In most misdemeanor cases, the parties will have an agreement or at least a relatively certain expectation regarding the sentence, and there is only one institution in which to serve custodial sentences (the county jail) so a presentence report serves little purpose and may not be required. With a conviction on a felony criminal charge, however, a presentence investigation is usually mandatory, but the applicable rule or statute might leave some room for the parties and trial judge to waive it.

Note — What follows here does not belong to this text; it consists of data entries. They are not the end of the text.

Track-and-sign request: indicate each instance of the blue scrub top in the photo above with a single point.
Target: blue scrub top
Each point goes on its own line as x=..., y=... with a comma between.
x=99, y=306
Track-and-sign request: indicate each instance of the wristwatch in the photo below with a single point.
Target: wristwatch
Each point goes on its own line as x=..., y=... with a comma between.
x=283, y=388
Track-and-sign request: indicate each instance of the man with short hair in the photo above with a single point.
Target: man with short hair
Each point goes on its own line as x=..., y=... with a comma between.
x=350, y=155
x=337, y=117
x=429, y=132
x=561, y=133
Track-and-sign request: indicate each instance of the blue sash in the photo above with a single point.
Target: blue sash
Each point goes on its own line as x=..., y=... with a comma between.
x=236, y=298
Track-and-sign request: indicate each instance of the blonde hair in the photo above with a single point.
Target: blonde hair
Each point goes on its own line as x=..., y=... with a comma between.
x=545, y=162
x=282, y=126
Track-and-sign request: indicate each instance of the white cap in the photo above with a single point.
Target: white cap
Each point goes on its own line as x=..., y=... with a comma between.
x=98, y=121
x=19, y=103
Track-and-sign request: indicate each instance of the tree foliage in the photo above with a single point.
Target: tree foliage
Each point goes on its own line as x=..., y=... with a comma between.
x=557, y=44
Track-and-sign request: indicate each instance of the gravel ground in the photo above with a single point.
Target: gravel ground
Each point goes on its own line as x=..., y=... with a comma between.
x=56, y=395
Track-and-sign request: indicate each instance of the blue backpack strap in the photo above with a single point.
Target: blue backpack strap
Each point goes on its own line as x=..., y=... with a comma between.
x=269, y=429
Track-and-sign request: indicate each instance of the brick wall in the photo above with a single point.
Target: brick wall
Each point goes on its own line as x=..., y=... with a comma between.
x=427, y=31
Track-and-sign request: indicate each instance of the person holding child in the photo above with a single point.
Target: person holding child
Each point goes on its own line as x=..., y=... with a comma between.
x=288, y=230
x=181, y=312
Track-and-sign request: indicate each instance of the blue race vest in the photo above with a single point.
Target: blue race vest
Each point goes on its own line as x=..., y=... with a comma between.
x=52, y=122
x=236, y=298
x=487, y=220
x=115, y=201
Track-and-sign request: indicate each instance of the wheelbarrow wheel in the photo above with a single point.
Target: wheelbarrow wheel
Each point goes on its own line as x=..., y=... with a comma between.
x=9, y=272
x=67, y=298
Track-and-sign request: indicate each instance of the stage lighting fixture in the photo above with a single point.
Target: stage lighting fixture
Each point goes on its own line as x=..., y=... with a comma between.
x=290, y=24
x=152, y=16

The defendant should waive (i.e., bypass) a presentence investigation and report when the judge or prosecutor has guaranteed a favorable sentence. When the judge can sentence-bargain, a PSIR may provide the judge an out from a favorable promise. When the judge does not participate in bargaining and the prosecutor can make only non-binding recommendations, the trial judge likely will follow that recommendation, reasoning that the prosecutor and the criminal defense lawyer know best the defendant’s conduct and background, and the proper dose of punishment. Remember, at the time of plea, the judge has heard nothing more than the brief plea discussion, which merely sketches the criminal offense conduct and says nearly nothing about the defendant’s background. The presentence investigator might excavate sordid details of the crime and the defendant’s background, which might justify a more severe sentence.

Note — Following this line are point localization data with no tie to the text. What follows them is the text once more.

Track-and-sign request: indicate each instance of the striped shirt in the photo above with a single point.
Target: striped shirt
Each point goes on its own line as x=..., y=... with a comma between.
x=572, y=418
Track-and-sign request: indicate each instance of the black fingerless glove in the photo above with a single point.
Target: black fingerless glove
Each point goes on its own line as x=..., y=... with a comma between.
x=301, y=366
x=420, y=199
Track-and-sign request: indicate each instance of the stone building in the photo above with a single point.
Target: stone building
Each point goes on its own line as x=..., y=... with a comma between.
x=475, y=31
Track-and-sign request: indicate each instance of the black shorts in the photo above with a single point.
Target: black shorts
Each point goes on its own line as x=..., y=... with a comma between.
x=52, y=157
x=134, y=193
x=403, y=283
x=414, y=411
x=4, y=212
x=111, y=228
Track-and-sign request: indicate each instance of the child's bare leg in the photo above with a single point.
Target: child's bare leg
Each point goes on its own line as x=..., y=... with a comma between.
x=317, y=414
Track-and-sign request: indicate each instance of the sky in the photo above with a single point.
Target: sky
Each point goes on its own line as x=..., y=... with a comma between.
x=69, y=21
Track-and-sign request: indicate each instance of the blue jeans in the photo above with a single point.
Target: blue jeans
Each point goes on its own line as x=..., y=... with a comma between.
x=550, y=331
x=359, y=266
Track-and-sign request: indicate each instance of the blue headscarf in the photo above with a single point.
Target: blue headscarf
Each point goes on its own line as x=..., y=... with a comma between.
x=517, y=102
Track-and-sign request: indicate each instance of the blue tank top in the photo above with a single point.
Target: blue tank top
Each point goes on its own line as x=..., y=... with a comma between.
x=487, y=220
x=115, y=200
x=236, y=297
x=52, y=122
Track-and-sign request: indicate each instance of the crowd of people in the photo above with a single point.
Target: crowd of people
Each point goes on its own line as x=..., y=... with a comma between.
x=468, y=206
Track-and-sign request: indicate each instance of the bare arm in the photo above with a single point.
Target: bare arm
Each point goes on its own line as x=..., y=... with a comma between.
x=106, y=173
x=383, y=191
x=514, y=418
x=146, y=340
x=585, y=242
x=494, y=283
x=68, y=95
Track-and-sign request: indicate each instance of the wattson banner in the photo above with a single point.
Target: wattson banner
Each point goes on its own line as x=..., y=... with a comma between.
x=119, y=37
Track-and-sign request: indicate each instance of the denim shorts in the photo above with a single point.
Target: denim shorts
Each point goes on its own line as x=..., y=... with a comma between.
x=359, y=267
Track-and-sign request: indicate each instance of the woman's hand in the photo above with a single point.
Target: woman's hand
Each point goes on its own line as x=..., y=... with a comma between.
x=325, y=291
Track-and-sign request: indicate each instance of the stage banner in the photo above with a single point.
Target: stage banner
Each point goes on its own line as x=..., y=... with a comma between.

The pre-sentence interview

The weight of legal authority holds that a presentence interview is not a critical stage of the proceedings at which the criminal defendant has a right to counsel. These rulings are premised on the belief that the investigator acts as an arm of the court, not an adversary. However, many jurisdictions permit an attorney to attend, either by rule or custom. In practice, the defendant’s attorney should attend the interview unless his or her presence would so offend the investigator as to result in a hostile interview. If the investigator resists, the defense attorney can explain that he is there principally to facilitate the interview and to avoid misunderstandings. For the most part, in fact, that should be the defense attorney’s role – along with taking extensive notes of the defendant’s remarks.

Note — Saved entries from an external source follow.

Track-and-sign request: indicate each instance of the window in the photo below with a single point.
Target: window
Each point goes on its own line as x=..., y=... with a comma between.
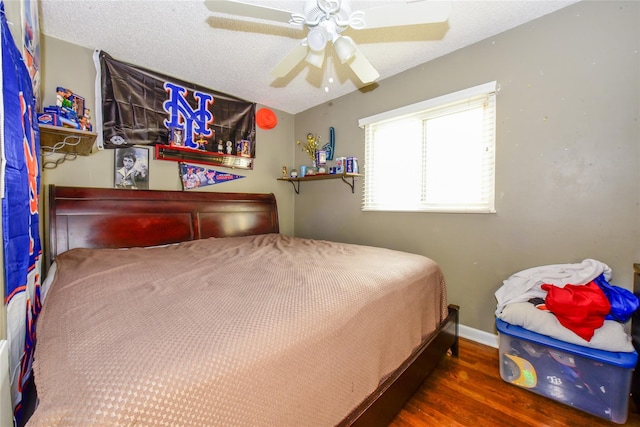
x=435, y=156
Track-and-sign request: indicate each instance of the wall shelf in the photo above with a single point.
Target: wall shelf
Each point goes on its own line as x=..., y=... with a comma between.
x=67, y=141
x=57, y=139
x=347, y=178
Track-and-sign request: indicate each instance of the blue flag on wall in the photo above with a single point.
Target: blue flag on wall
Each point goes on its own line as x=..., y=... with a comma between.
x=19, y=134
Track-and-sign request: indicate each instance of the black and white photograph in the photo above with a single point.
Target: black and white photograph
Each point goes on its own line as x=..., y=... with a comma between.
x=132, y=168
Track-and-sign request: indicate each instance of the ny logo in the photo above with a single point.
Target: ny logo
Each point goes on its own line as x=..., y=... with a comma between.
x=195, y=123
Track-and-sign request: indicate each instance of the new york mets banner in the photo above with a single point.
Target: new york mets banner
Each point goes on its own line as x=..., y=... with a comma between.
x=142, y=107
x=20, y=219
x=197, y=176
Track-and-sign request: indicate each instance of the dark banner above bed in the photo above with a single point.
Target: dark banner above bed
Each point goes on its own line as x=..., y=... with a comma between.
x=142, y=107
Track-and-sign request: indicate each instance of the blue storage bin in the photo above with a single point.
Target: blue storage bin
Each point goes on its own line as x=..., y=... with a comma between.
x=595, y=381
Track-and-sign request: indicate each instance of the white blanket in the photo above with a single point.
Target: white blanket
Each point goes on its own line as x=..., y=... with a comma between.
x=526, y=284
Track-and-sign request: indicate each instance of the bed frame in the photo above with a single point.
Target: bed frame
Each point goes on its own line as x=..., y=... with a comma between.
x=111, y=218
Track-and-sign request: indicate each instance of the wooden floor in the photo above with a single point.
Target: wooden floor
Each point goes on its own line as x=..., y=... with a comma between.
x=468, y=391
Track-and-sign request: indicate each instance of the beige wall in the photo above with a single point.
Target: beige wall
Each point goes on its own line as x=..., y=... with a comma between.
x=71, y=66
x=568, y=167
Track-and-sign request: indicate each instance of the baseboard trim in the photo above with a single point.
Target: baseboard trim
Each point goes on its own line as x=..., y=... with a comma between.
x=478, y=336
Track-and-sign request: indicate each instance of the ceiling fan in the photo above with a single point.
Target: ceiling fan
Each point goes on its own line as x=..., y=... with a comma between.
x=327, y=19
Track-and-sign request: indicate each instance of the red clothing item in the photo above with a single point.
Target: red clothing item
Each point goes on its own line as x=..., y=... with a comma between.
x=581, y=308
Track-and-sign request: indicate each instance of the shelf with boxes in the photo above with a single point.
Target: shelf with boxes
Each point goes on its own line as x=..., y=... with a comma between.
x=71, y=142
x=347, y=178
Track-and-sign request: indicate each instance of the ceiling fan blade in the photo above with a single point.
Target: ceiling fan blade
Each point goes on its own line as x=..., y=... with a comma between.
x=287, y=64
x=248, y=10
x=363, y=68
x=411, y=12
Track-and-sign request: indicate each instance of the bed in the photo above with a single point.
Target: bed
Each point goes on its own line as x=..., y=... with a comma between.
x=186, y=308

Whether or not defense counsel is present, the defendant should follow these general guidelines for the interview:

  • Criminal history questions
    The defendant should not answer questions about his criminal history. Defendants often deny guilt of crimes to which they pleaded guilty, and sometimes in good faith assert that a case that resulted in a conviction and time served was “dismissed.” These inaccuracies can lead the presentence investigator to characterize the defendant as dishonest. Further, the defendant may inform the investigator about crimes that never would have been discovered (e.g., crimes in other states or convictions in local courts or before the minor judiciary). When asked, the defendant must answer questions about his criminal history honestly. Accordingly, the best strategy is an across-the-board refusal to address the topic.
  • Crime of conviction questions
    Questions about the criminal offense charged may similarly entangle the defendant. The defendant might add otherwise unknown damning facts or dishonestly minimize his guilt. If the investigator demands a statement, on the threat that silence will lose the defendant credit for accepting responsibility for his crime, the defense attorney should provide a written statement authored in consultation with the defendant.
  • Drug use questions
    Questions about drug use should be handled on a case-by-case basis, depending on the defendant, the nature of the criminal charges, and the judge. Some judges consider drug use to be a mitigating factor, and reference in the PSIR to the defendant’s drug use may facilitate entry into treatment programs, which could reduce the sentence. Drug dealers who sell to support their habit seem less culpable than those who sell out of greed. However, drug use is criminal conduct, and it may disturb some judges, especially if the defendant was on probation or parole while using drugs. Many probation officers demand that the defendant give a urine sample at the interview. The defendant should be warned to clean up or to confess to his drug use so he is not caught in a lie. If it is a foregone conclusion that the sample will be positive, the criminal defense lawyer should notify the probation officer in advance.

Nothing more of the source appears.